The ensign checked the piece of paper he had been trying to pass to Kranswar. ‘Yes, sir. Brigadier Montague Gethsemane Heinrick-Hague XXVII of the Vostroyan 116th Armoured regiment according to his signature.’
‘Lazy bluebloods. All he wants to do is take his men down to the planet and lord it over the population. Probably stock up on a few fine wines, horses and properties while they’re down there. The man needs to show some backbone. Don’t hear those two Attilan regiments begging to be let off their ship, do you?’ The admiral’s raised voice was carrying across the bridge causing some of the crew to look up nervously in his direction.

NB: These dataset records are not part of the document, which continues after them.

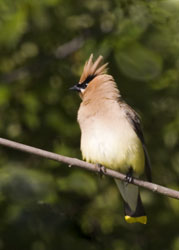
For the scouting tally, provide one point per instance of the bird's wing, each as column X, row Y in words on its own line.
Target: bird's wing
column 134, row 120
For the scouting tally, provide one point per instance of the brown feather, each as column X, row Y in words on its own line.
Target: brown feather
column 91, row 68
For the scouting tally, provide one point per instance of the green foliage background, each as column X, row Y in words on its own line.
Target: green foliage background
column 43, row 47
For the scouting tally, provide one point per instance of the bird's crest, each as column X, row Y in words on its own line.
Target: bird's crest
column 93, row 69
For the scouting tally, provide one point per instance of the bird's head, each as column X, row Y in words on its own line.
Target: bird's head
column 90, row 73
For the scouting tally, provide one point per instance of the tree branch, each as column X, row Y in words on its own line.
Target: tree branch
column 88, row 166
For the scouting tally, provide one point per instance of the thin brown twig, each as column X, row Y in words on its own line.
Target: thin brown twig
column 88, row 166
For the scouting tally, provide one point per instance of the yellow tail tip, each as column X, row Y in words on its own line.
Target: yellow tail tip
column 141, row 219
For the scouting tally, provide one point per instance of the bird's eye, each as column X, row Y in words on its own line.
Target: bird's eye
column 84, row 84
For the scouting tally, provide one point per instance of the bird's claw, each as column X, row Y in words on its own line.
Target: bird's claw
column 129, row 176
column 102, row 169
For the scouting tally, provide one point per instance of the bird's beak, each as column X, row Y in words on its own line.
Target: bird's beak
column 75, row 88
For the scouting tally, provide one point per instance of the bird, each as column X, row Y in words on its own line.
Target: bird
column 111, row 134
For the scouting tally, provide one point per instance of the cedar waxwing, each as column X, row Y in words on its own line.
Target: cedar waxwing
column 111, row 134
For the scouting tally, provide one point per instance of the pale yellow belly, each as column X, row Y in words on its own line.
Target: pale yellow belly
column 118, row 149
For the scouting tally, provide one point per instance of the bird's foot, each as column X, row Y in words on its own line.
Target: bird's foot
column 101, row 169
column 129, row 176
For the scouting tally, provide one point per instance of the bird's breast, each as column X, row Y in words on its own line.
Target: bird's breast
column 112, row 143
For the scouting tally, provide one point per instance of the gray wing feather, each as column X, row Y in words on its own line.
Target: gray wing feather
column 134, row 120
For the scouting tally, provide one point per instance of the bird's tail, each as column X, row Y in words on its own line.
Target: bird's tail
column 133, row 208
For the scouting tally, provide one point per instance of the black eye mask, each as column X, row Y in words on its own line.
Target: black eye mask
column 78, row 87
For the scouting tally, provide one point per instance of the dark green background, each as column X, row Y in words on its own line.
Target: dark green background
column 45, row 205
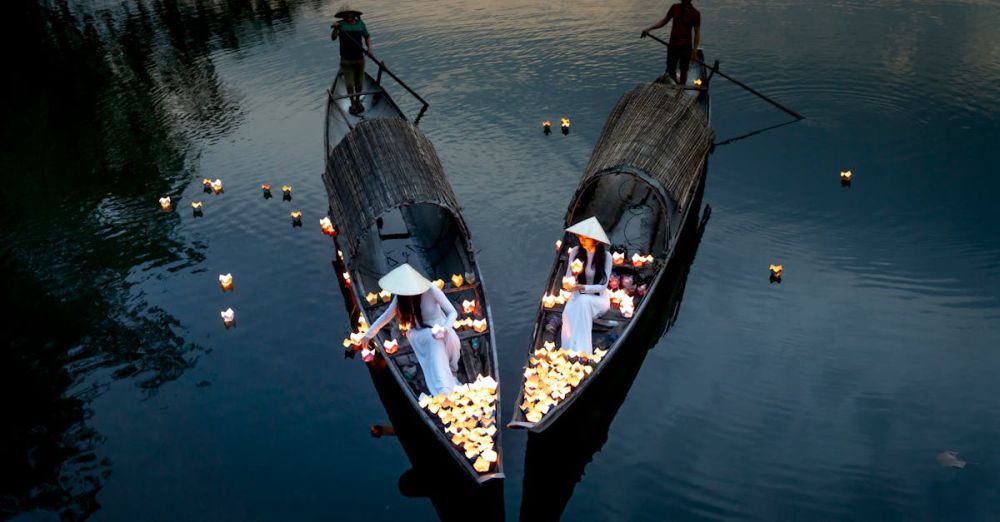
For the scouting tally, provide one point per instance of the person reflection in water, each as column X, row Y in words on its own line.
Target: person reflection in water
column 590, row 297
column 352, row 54
column 680, row 49
column 431, row 317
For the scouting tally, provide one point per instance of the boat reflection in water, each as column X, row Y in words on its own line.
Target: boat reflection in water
column 556, row 458
column 433, row 475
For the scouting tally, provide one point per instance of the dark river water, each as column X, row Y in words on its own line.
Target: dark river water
column 826, row 397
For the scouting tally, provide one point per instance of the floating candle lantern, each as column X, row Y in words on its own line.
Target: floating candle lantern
column 327, row 227
column 479, row 325
column 775, row 273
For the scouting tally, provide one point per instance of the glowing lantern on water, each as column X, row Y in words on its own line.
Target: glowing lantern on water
column 327, row 227
column 479, row 325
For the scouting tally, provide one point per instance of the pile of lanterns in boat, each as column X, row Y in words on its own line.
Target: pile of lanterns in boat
column 551, row 375
column 468, row 414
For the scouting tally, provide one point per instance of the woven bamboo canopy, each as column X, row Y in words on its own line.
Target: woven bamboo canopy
column 382, row 164
column 656, row 129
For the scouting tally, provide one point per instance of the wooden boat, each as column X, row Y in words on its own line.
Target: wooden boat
column 641, row 183
column 390, row 203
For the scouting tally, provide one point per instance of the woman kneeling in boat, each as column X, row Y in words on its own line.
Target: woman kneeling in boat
column 417, row 302
column 590, row 292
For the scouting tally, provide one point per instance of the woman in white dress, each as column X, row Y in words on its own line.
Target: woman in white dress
column 589, row 299
column 417, row 302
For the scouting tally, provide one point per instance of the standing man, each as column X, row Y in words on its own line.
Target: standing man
column 352, row 54
column 681, row 50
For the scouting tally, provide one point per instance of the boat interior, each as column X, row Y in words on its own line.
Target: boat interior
column 429, row 238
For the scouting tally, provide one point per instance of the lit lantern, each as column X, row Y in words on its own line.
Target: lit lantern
column 479, row 325
column 327, row 227
column 775, row 273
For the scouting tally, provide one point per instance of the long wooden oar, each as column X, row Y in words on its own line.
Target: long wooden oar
column 746, row 87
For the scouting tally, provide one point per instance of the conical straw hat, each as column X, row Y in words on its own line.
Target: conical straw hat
column 404, row 280
column 591, row 228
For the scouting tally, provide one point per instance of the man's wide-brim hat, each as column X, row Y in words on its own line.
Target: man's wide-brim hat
column 346, row 8
column 404, row 280
column 591, row 228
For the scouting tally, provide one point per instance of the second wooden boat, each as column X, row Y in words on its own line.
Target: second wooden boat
column 647, row 165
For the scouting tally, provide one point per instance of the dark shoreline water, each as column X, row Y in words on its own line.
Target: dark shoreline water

The ensign swallowed. ‘With the greatest respect, sir, both Attilan regiments were billeted on the Avatar of Woe.’
The Lord Admiral’s cheeks went red but he did not immediately give voice to his rage. Awkward moments passed before he snatched the piece of paper from the ensign and tore it in half. ‘Request denied,’ he said with a flourish before stamping off to return to the other high-ranking officers of the fleet around the stone-wrought strategy table laid out in the centre of the bridge.
The Revenge was an ancient vessel, having made its first voyage through the warp while the Space Marine Legions were still being divided, and though its exterior resembled every other ship of its marque, the interior finish was a baroque marvel from another age. Above decks, its floors were made of the finest polished marble and the bulkheads of the bridge and vital operations stations were carved from finest basalt and slate, as were the quarters of every officer above the rank of lieutenant. Brass filigree and fluting livened up every otherwise bare surface or space, and every door was constructed from the highest grade timbers from trees extinct for millennia. Even the throne sitting before the vast occulus on the bridge was worthy of that name, cast from
a single piece of silver and finished with elaborate precious stones and the engraved names of every man and woman who’d ever sat in it.

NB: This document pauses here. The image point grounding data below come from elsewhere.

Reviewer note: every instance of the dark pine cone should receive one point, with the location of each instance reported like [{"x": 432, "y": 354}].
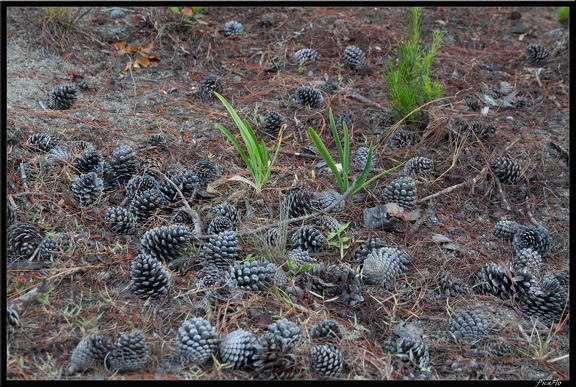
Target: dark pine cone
[
  {"x": 238, "y": 348},
  {"x": 401, "y": 191},
  {"x": 383, "y": 265},
  {"x": 505, "y": 229},
  {"x": 43, "y": 142},
  {"x": 354, "y": 57},
  {"x": 197, "y": 340},
  {"x": 328, "y": 328},
  {"x": 417, "y": 164},
  {"x": 22, "y": 240},
  {"x": 147, "y": 202},
  {"x": 129, "y": 353},
  {"x": 63, "y": 97},
  {"x": 233, "y": 28},
  {"x": 165, "y": 242},
  {"x": 305, "y": 55},
  {"x": 253, "y": 275},
  {"x": 91, "y": 349},
  {"x": 534, "y": 237},
  {"x": 308, "y": 96},
  {"x": 208, "y": 85},
  {"x": 149, "y": 277},
  {"x": 139, "y": 183},
  {"x": 326, "y": 359},
  {"x": 536, "y": 54},
  {"x": 88, "y": 160},
  {"x": 272, "y": 123},
  {"x": 469, "y": 327},
  {"x": 221, "y": 250},
  {"x": 402, "y": 138},
  {"x": 227, "y": 210},
  {"x": 308, "y": 238},
  {"x": 506, "y": 170}
]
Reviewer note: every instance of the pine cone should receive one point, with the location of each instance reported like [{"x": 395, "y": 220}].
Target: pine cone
[
  {"x": 122, "y": 163},
  {"x": 88, "y": 160},
  {"x": 219, "y": 224},
  {"x": 366, "y": 247},
  {"x": 328, "y": 328},
  {"x": 354, "y": 57},
  {"x": 149, "y": 277},
  {"x": 361, "y": 158},
  {"x": 469, "y": 327},
  {"x": 326, "y": 360},
  {"x": 197, "y": 340},
  {"x": 536, "y": 54},
  {"x": 402, "y": 138},
  {"x": 534, "y": 237},
  {"x": 165, "y": 242},
  {"x": 238, "y": 348},
  {"x": 140, "y": 183},
  {"x": 297, "y": 203},
  {"x": 505, "y": 229},
  {"x": 22, "y": 240},
  {"x": 505, "y": 170},
  {"x": 227, "y": 210},
  {"x": 129, "y": 353},
  {"x": 208, "y": 85},
  {"x": 221, "y": 250},
  {"x": 383, "y": 265},
  {"x": 308, "y": 96},
  {"x": 401, "y": 191},
  {"x": 254, "y": 276},
  {"x": 305, "y": 55},
  {"x": 63, "y": 97},
  {"x": 308, "y": 238},
  {"x": 147, "y": 202},
  {"x": 91, "y": 349},
  {"x": 272, "y": 123},
  {"x": 43, "y": 142},
  {"x": 494, "y": 279},
  {"x": 417, "y": 164},
  {"x": 233, "y": 28},
  {"x": 327, "y": 198}
]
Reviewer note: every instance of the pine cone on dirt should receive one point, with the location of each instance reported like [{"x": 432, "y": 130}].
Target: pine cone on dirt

Acknowledging the salutes of the dozen or so admirals, captains and commodores standing to attention over a huge parchment map of the Pandorax System, Kranswar took his place alongside them at the table.

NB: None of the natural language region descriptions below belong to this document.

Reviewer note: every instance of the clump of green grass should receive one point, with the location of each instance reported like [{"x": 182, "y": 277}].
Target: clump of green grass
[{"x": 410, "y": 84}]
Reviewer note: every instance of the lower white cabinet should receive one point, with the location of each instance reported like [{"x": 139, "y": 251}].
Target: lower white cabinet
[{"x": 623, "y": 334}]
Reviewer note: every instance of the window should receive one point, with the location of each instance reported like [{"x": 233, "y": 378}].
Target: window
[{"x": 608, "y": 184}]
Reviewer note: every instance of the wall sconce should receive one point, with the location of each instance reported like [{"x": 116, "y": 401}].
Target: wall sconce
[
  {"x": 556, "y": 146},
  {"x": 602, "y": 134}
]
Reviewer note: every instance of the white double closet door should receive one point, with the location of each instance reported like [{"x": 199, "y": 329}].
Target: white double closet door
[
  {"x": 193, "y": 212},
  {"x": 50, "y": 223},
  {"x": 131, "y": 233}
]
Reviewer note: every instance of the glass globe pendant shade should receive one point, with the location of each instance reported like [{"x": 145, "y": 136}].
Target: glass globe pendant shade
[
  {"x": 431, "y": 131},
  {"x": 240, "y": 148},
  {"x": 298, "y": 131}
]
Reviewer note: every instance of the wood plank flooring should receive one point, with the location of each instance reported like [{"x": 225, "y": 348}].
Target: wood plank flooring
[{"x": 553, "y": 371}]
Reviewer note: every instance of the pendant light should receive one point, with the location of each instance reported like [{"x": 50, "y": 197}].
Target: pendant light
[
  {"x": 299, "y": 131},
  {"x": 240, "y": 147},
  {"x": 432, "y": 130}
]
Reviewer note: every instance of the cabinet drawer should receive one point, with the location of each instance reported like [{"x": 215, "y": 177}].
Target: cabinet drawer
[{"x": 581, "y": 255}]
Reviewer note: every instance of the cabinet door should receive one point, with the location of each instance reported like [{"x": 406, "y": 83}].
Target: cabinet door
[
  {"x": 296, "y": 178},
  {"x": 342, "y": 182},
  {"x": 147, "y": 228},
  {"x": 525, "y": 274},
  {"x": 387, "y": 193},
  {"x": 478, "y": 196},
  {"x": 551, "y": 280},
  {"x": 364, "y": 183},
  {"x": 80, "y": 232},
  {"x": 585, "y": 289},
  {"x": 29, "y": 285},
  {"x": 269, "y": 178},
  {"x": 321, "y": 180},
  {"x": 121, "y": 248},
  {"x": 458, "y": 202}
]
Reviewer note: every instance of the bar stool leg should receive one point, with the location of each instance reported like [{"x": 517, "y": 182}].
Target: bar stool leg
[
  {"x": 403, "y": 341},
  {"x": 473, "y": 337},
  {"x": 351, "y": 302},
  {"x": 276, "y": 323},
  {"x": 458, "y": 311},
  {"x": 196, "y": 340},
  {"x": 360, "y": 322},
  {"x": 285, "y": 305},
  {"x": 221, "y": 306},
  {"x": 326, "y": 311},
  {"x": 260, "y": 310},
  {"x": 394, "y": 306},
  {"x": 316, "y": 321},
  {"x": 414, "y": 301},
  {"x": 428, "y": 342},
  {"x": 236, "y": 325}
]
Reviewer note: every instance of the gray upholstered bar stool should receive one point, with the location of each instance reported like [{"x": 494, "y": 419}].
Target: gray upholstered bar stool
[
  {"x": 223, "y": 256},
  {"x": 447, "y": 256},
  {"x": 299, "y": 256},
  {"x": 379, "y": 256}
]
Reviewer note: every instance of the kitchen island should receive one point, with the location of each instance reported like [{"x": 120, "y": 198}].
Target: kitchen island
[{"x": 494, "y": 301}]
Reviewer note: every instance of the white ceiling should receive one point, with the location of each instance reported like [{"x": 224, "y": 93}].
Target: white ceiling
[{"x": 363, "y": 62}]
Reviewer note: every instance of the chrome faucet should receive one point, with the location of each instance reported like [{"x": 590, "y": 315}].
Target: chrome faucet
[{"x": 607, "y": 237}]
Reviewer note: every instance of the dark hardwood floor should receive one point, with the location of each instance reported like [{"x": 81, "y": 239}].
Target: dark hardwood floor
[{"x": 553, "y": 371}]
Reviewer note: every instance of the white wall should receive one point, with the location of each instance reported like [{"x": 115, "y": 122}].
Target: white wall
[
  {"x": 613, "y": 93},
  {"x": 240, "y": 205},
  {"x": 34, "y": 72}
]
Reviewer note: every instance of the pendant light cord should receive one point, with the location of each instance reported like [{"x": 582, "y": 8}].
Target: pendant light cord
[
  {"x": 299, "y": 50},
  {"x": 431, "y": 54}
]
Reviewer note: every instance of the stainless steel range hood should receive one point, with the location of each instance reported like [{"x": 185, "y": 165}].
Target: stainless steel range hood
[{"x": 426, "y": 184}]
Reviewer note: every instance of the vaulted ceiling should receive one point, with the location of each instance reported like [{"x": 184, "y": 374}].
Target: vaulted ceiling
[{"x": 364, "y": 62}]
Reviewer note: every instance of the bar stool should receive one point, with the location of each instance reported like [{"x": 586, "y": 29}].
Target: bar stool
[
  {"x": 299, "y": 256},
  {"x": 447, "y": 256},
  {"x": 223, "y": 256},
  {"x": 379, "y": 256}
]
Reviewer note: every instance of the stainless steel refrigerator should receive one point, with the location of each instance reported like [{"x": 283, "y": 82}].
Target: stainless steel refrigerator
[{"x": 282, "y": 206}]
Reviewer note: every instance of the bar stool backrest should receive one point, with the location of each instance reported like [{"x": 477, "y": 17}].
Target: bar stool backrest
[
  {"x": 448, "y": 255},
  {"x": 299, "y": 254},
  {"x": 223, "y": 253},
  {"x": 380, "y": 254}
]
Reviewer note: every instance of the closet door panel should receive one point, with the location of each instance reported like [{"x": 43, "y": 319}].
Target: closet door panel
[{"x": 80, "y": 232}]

‘Gentlemen, though the losses inflicted upon the fleet during our flight from the Adamantium Fields were grave, I believe that those losses ultimately proved worthwhile as it has finally provided me with the key to unlock their defences.’ None of the officers said anything but several exchanged bemused looks. ‘By using our assault squadrons to cover our defence, we exposed the Chaos forces’ soft underbelly. Our fighter-interceptors were able to get in close and strike with impunity, too fast for both their defence batteries and the enemy’s interceptors.’
A younger, heavy-set man with a thick red beard cleared his throat to get the Lord Admiral’s attention.
‘Yes, Admiral Blaise?’ Kranswar said, annoyed at not being able to continue with his grand plan. Blaise wore the same pristine white naval uniform as the Lord Admiral, minus the blue tabard that denoted the higher rank. He had the bridge of the Stalwart and as such was the second-in-command of the fleet.
‘That’s not strictly accurate, sir,’ Blaise said, his voice heavily accented. ‘The enemy interceptors are all stationed on craft that held back and didn’t pursue us to Gaea.’
Kranswar ploughed on regardless. ‘Irrelevant, admiral. Intelligence suggests that our fast attack craft outnumber theirs at least twofold. Should we encounter any aerial resistance, we can split our number in two, half carrying out strafing runs, half providing cover.’